Cores das Ingombotas

Por João Prates, Lisboa, Portugal Direcção, Centro Português de Serigrafia

O fulgor das cores das ingombotas.

Há realmente fascínio na actividade do Centro Português de Serigrafia: cada artista constitui um singular processo de diálogo e de partilha. Cada edição efectuada amplia o nosso conhecimento e enriquece a nossa memória imaginária. Uma aprendizagem contínua que nos põe em contacto evolutivo com novas linguagens e vocabulários particulares.

Foi no pretexto de uma edição, em 2011, que nos aproximámos à obra de Hildebrando de Melo, com a serigrafia da série Cores das Ingombotas. Ao ver a imagem salta uma primeira abordagem intuitiva: uma árvore colorida? E algumas interrogações: um mapa, uma planta aérea de cidade? Ou, mais ainda: uma balança de justo equilíbrio cromático?

A serigrafia é uma técnica de impressão onde cada tom é separado e impresso isoladamente, sobrepondo-se aos anteriores. É um processo moroso que exige muita experiência e rigor aos nossos premiados profissionais que acompanham cada artista. Dão-se primeiro os tons mais claros para ir ao encontro das cores mais sombrias. Pode levar um dia, bem como, pode tardar vários meses de impressão até uma edição ser concluída. A serigrafia do nosso artista acabou por levar 21 tons distintos e algumas semanas de produção. Ao ver crescer a sua obra, cor a cor, pudemos também aprofundar a nossa percepção: Hildebrando constrói uma linguagem fiel à sua cultura e ao seu local de origem sem a destituir de referências a uma visão contemporânea e cosmopolita. Manchas firmes e definidas germinam de cores ténues e oscilantes afectas ao solo que usa pisar. Formas dadas por tons de códigos culturais pressentidos. Indícios de uma paleta sagrada.

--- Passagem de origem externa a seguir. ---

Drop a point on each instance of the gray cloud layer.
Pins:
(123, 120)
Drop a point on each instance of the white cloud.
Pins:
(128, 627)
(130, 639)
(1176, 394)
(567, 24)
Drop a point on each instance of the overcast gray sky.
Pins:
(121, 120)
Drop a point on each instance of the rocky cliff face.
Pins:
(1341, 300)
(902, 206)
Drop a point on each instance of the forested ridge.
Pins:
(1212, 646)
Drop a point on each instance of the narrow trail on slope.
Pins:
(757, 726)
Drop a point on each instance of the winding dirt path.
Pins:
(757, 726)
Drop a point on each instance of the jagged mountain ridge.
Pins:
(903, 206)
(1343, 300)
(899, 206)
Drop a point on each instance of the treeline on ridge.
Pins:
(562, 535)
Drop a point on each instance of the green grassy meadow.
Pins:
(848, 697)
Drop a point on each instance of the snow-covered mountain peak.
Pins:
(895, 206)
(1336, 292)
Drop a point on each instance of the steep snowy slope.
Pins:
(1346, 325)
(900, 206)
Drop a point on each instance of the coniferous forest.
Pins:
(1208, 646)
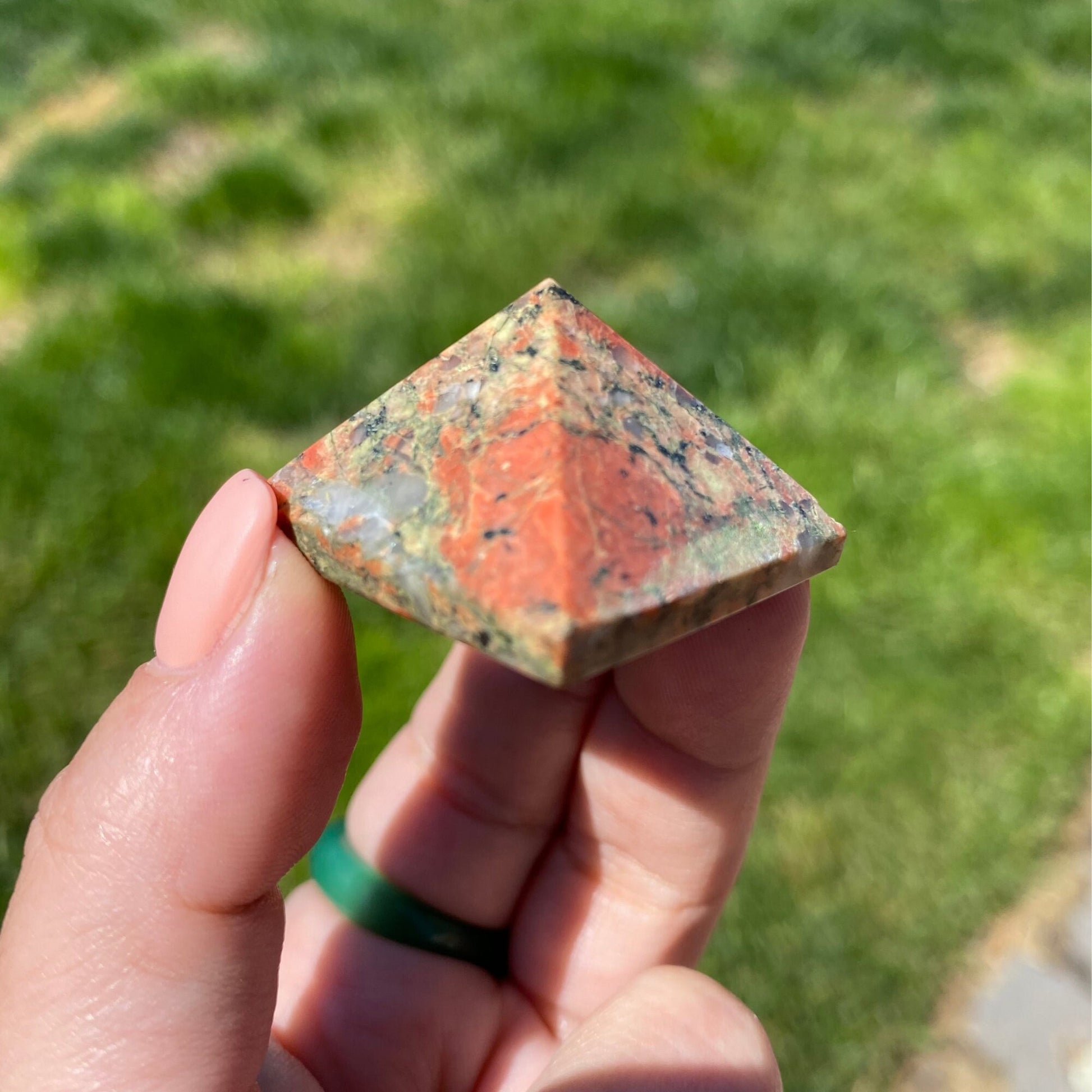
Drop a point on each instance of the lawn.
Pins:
(857, 228)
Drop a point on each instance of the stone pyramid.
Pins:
(545, 493)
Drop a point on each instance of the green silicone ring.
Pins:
(376, 905)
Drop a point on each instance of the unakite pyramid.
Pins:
(545, 493)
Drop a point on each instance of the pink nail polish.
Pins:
(222, 561)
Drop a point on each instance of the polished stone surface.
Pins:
(545, 493)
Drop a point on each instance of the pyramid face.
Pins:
(545, 493)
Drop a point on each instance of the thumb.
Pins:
(671, 1030)
(141, 947)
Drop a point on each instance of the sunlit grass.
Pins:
(859, 231)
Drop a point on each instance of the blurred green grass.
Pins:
(859, 230)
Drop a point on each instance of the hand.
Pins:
(605, 825)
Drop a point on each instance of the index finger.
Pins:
(664, 799)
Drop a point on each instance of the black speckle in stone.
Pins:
(556, 290)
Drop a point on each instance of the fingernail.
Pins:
(217, 571)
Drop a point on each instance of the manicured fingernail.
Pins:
(221, 563)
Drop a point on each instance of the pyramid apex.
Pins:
(543, 492)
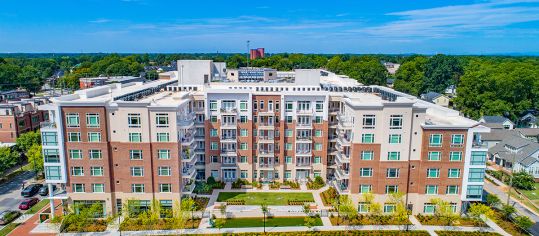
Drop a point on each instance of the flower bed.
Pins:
(462, 233)
(435, 220)
(366, 220)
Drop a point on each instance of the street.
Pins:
(491, 188)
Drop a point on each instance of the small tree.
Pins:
(507, 211)
(523, 222)
(493, 200)
(477, 209)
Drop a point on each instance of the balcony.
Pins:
(47, 125)
(229, 110)
(188, 189)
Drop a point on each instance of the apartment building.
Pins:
(133, 143)
(18, 117)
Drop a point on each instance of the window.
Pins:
(135, 154)
(453, 173)
(287, 174)
(367, 138)
(243, 105)
(288, 159)
(137, 171)
(72, 120)
(94, 137)
(94, 154)
(457, 140)
(365, 188)
(478, 158)
(137, 188)
(163, 170)
(389, 208)
(395, 122)
(165, 188)
(75, 154)
(49, 138)
(319, 106)
(474, 191)
(289, 106)
(435, 140)
(73, 136)
(433, 173)
(289, 119)
(367, 155)
(434, 156)
(52, 173)
(135, 137)
(476, 175)
(431, 189)
(77, 171)
(163, 137)
(161, 120)
(392, 172)
(369, 121)
(96, 171)
(288, 146)
(78, 188)
(92, 120)
(452, 189)
(213, 105)
(365, 172)
(98, 188)
(429, 208)
(133, 120)
(393, 156)
(392, 189)
(455, 156)
(51, 156)
(288, 133)
(394, 138)
(163, 154)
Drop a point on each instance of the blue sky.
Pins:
(338, 26)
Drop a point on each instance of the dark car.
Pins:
(44, 191)
(27, 203)
(31, 190)
(7, 216)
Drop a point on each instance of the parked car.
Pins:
(27, 203)
(7, 216)
(44, 191)
(31, 190)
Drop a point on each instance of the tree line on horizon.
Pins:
(486, 85)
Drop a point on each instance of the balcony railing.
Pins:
(48, 124)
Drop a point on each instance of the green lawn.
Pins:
(275, 199)
(270, 222)
(37, 207)
(9, 227)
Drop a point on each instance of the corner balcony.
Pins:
(188, 189)
(229, 110)
(189, 172)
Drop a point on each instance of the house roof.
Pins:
(525, 149)
(495, 119)
(430, 96)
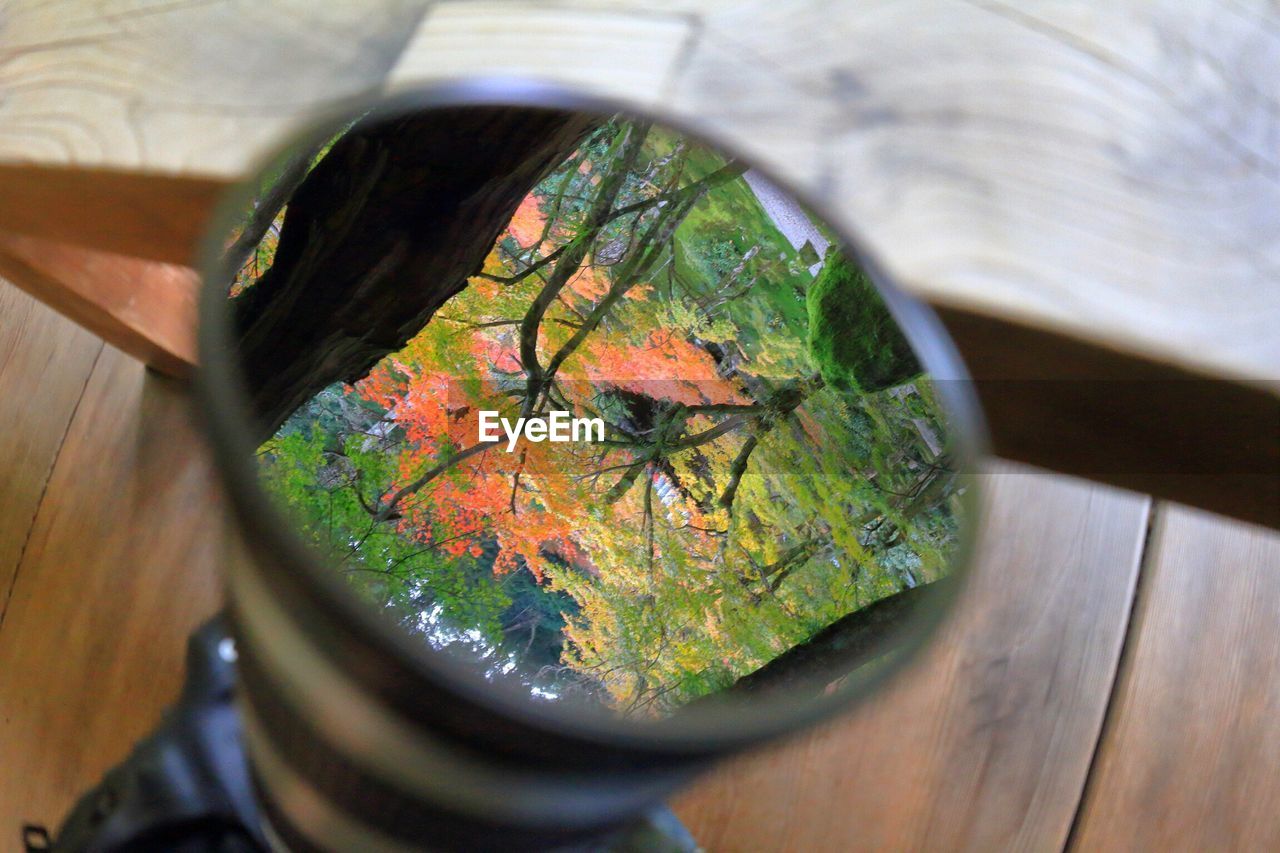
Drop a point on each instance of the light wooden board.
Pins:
(1106, 170)
(45, 361)
(986, 743)
(146, 309)
(1189, 756)
(119, 568)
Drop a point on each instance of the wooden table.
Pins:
(1086, 192)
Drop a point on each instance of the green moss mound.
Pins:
(854, 341)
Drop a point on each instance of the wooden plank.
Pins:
(1193, 739)
(120, 566)
(996, 160)
(1104, 170)
(183, 89)
(145, 215)
(1139, 424)
(986, 742)
(45, 363)
(142, 308)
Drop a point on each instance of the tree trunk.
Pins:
(840, 648)
(385, 228)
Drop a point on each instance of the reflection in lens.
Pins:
(592, 407)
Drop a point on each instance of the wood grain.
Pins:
(200, 90)
(986, 743)
(151, 217)
(45, 361)
(146, 309)
(1139, 424)
(120, 566)
(1193, 739)
(1100, 170)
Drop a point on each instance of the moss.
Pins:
(854, 341)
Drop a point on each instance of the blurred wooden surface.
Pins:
(1097, 173)
(1092, 179)
(1106, 170)
(988, 743)
(1189, 757)
(117, 561)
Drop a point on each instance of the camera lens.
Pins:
(571, 450)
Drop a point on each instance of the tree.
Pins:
(855, 342)
(384, 229)
(739, 503)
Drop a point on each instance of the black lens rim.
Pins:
(407, 673)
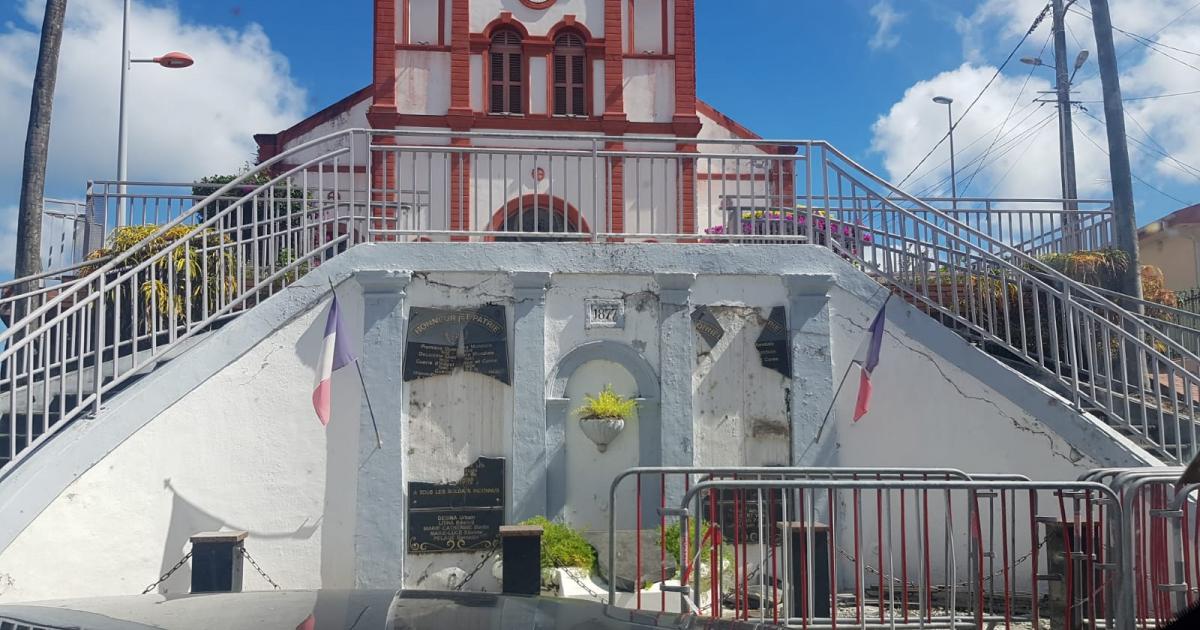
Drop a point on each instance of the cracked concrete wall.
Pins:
(231, 426)
(927, 409)
(589, 472)
(244, 450)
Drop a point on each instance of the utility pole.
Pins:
(37, 141)
(1125, 220)
(1066, 132)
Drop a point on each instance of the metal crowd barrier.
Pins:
(871, 547)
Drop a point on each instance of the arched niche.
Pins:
(558, 415)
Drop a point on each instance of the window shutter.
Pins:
(580, 107)
(497, 81)
(505, 94)
(515, 78)
(570, 76)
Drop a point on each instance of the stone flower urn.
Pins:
(603, 417)
(601, 430)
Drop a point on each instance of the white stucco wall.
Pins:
(423, 22)
(423, 82)
(539, 21)
(241, 451)
(739, 405)
(648, 27)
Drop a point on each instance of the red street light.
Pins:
(174, 60)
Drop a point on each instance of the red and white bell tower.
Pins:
(597, 66)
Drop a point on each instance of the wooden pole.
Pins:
(1126, 221)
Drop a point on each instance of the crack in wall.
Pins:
(1073, 457)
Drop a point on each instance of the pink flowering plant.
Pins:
(778, 222)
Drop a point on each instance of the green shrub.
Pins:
(563, 546)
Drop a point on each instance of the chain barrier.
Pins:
(475, 570)
(585, 586)
(166, 576)
(259, 569)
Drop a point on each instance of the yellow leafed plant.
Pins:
(607, 405)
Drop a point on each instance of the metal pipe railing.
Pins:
(387, 186)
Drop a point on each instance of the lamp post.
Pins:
(173, 60)
(949, 118)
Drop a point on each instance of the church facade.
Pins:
(600, 87)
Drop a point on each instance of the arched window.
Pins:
(507, 73)
(570, 64)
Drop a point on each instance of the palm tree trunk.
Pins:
(37, 139)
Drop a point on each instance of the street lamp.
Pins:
(173, 60)
(949, 117)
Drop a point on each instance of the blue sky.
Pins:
(856, 72)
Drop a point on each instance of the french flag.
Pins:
(335, 355)
(873, 359)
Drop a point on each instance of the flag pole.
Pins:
(841, 383)
(363, 382)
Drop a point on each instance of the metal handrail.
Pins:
(178, 307)
(954, 245)
(958, 239)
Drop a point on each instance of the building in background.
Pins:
(1173, 244)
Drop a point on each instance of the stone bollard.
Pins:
(216, 562)
(521, 546)
(804, 583)
(1057, 537)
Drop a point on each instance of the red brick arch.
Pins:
(556, 204)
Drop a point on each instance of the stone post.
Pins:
(677, 361)
(217, 562)
(811, 394)
(379, 528)
(527, 471)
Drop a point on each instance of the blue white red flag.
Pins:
(867, 366)
(335, 355)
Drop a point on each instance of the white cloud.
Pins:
(184, 124)
(1024, 162)
(886, 19)
(913, 125)
(7, 240)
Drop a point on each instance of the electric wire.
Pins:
(1009, 115)
(993, 79)
(1144, 183)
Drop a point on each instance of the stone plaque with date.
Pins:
(439, 341)
(457, 517)
(742, 515)
(773, 348)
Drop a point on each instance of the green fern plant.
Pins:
(607, 405)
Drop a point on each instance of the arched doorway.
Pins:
(586, 369)
(540, 214)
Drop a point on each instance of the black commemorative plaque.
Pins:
(439, 341)
(707, 325)
(745, 515)
(459, 531)
(457, 517)
(772, 343)
(481, 486)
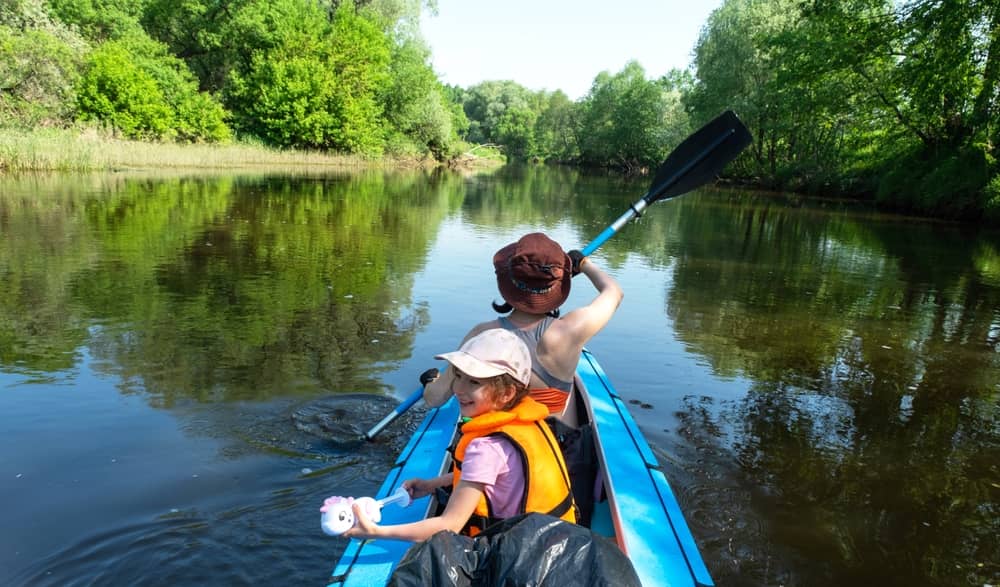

E, afinal, o que são as ingombotas?

Confesso a minha perplexidade quando procurei a palavra ingombota no dicionário e apenas uma resposta veio devolvida: “lugar de refúgio de gente perseguida”. Foi, para mim, um beco sem saída. Aí me sentei, equilibrado na terra que chama, por baixo da árvore que a todos alberga. Fechei os olhos para melhor ouvir um canto de alma e guitarras duendes e, só assim, pude contemplar o fulgor das cores das ingombotas.